Lynch's performances for Auckland against touring Australian teams were notable. When the Australians played an Auckland XXII in February 1878, Lynch opened the bowling and bowled through their innings, except for two overs, taking 5 for 67 in a total of 175. The Australians' most successful batsman on the tour, Charles Bannerman, rated Lynch as the most difficult bowler the Australians faced in New Zealand. Three years later, against the 1880-81 Australians, he took 7 for 46 in the second innings. Against the 1886-87 Australians he top-scored for the Auckland XXII with 46 in the first innings; no one else made more than 11 in either of Auckland's innings. Lynch's 46 was the highest score by any New Zealand batsman against the Australians on their first three tours of New Zealand.

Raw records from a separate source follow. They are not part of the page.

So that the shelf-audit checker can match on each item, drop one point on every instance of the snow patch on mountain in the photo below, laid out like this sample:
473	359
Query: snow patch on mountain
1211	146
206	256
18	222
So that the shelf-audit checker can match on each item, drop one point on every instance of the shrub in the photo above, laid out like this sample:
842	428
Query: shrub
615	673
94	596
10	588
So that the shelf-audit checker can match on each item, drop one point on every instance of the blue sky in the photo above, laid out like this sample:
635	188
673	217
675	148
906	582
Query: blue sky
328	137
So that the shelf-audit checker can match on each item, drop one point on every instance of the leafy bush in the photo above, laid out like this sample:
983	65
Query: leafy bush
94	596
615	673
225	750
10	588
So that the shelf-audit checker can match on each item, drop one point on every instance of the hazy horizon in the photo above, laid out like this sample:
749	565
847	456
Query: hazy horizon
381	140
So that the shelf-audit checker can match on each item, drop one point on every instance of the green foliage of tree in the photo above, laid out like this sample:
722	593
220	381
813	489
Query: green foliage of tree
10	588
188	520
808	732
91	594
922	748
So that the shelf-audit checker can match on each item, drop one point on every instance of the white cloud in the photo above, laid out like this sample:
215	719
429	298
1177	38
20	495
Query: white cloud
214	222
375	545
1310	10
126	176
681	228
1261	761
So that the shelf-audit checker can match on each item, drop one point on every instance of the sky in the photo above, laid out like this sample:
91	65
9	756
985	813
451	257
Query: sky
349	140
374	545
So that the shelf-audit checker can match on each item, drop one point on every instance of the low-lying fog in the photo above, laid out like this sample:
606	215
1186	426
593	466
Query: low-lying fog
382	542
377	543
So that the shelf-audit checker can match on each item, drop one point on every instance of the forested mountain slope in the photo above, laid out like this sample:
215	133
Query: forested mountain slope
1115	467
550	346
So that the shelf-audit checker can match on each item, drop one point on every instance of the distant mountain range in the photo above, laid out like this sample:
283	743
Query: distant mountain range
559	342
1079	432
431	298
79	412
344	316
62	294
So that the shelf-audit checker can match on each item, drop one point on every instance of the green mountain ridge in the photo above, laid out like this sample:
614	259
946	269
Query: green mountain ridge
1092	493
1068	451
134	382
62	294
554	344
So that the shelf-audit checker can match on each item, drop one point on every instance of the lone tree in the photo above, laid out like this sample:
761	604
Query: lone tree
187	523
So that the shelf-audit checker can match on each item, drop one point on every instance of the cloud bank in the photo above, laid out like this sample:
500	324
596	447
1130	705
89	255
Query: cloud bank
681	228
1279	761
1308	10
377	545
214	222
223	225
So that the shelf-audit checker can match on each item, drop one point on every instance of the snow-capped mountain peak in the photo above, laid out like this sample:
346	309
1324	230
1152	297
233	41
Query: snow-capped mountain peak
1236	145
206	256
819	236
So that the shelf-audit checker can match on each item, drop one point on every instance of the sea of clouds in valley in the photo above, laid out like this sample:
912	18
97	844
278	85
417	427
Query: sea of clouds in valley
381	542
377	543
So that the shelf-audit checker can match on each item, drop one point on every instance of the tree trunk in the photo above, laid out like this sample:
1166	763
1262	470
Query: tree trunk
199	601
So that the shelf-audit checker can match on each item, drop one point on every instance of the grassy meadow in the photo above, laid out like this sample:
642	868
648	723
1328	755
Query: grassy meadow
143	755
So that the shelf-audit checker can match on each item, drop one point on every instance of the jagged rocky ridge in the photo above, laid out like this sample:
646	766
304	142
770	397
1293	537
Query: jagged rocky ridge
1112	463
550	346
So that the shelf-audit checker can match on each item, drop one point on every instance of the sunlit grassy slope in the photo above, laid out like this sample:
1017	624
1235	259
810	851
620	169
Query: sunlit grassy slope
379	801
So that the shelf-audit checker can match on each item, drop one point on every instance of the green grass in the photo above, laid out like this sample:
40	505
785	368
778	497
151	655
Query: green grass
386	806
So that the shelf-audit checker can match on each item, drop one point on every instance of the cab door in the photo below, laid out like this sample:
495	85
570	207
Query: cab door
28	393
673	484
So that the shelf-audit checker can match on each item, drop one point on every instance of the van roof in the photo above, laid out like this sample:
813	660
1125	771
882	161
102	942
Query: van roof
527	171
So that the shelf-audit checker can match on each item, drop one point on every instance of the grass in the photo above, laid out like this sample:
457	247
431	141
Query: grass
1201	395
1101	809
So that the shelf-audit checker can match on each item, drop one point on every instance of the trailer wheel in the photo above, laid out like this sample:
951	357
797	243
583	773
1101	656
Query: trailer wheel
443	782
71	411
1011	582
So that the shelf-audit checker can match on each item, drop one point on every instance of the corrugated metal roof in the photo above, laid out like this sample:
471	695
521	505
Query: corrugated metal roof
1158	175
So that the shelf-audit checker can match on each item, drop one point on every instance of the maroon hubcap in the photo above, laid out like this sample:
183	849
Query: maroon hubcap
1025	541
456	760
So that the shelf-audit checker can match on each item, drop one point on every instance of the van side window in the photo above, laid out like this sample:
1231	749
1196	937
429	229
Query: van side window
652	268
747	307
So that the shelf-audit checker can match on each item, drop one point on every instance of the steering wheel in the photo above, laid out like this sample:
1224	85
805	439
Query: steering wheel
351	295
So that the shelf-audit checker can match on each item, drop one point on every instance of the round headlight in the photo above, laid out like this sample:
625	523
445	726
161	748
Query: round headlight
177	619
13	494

On Lynch's first-class debut in December 1877 he took 7 for 31 and 2 for 58, but Auckland lost after Canterbury dismissed them for 13 in the second innings. In 1884-85 he took 6 for 17 when Auckland dismissed Otago for 35 and went on to win by five wickets. Later in his career he often played purely as a batsman, with a top score of 81, the highest score of the match, when Auckland beat Wellington by an innings and 101 runs in 1886–87.

Lynch died in Auckland's Mater Misericordiae Hospital on 3 December 1920, survived by his wife, Letty.